Un défi technique et mental
Grimper un gratte-ciel n’est pas une mince affaire. La difficulté de la voie était estimée à 6c, un niveau bien inférieur à ce que Honnold peut grimper en falaise. Cependant, la nature de l’exercice changeait complètement la donne.
- Des prises minimalistes : La façade métallique offrait peu d’aspérités franches.
- Une exposition constante : Le moindre faux pas était interdit, avec 508 mètres de vide sous ses chaussons.
- Le vent : Un facteur imprévisible qui peut déstabiliser le grimpeur à tout moment.
- La pression médiatique : Grimper sous les yeux du monde entier ajoute une charge mentale considérable.
Au sommet, visiblement fatigué mais soulagé, il a simplement confié : « Je suis vraiment content… et assez fatigué. La fin était très physique, mes bras commençaient vraiment à tirer. »
Le plus grand solo urbain de l’histoire
Avec cette performance, Alex Honnold ne s’est pas contenté de réussir un projet personnel. Il a tout simplement signé le plus grand solo urbain jamais réalisé. Il surpasse ainsi une autre légende de la discipline, le Français Alain Robert.
Si Alain Robert avait déjà gravi le Taipei 101 en 2004, c’était avec des cordes [4] desnivel.com. Il détient toujours le record du plus haut bâtiment du monde, le Burj Khalifa (828 m), mais cette ascension était également assurée. Le solo intégral de Honnold sur une telle hauteur est donc une première historique.
Un moment marquant au cœur de l’ascension
L’un des passages les plus mémorables de la montée fut l’arrivée de Honnold au pied des “dragons” décoratifs de la tour. Face à un groupe d’enfants qui l’encourageaient de l’autre côté de la vitre, le grimpeur a pris un instant pour interagir avec eux, plaisantant sur leur usage intensif des téléphones.
Ce bref moment de légèreté, au milieu d’une tension extrême, a montré un Honnold maître de ses émotions, capable de gérer l’effort surhumain tout en restant connecté au monde qui l’entourait.
Un événement qui fait débat
Un tel exploit ne vient pas sans son lot de questions. La diffusion en direct sur Netflix, pour laquelle la plateforme aurait payé environ 500 000 dollars, a suscité des débats [2] as.com. Est-ce du sport ? Du spectacle ?

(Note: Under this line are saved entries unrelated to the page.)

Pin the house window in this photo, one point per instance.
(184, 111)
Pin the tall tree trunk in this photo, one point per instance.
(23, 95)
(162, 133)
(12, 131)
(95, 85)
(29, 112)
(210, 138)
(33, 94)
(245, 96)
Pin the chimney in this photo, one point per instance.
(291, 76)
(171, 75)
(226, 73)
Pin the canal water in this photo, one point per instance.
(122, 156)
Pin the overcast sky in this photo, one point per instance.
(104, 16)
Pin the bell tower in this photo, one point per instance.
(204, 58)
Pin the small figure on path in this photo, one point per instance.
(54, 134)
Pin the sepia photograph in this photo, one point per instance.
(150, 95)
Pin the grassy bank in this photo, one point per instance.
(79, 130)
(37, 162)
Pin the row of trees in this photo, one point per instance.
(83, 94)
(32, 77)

Certains ont critiqué la prise de risque d’un père de famille devenu une icône mondiale. D’autres ont salué une performance qui met en lumière l’escalade auprès du grand public. La direction du bâtiment a, quant à elle, mis en garde contre les tentatives d’imitation, plusieurs personnes ayant déjà essayé de reproduire l’exploit, sans succès et avec un danger extrême [5] sdpnoticias.com.

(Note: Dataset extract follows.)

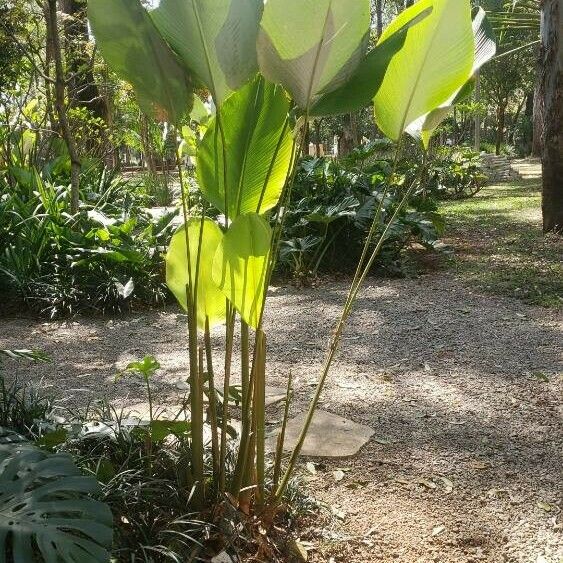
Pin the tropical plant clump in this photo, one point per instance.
(100, 259)
(334, 203)
(269, 68)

Pour Honnold, la motivation était simple : une opportunité unique de grimper une structure iconique, avec une autorisation officielle. Une partie de ses revenus est d’ailleurs reversée à sa fondation, la Honnold Foundation, qui promeut l’accès à l’énergie solaire.
L’inspiration comme message final
Quoi qu’on en pense, le solo intégral du Taipei 101 restera un moment marquant de l’histoire du sport. Comme l’a expliqué Alex Honnold lui-même, l’important n’est pas d’inciter les gens à grimper sans corde.
« Avec le film Free Solo, j’ai appris que chacun y trouve le message dont il a besoin. Certains y puisent l’inspiration pour relever leurs propres défis… Souvent, ça rappelle que notre temps est compté, et qu’il faut l’utiliser de la manière la plus significative possible. »
Une philosophie qui résonne bien au-delà du monde de l’escalade. Et qui laisse, comme toujours avec lui, une question en suspens : quelle sera la prochaine étape ?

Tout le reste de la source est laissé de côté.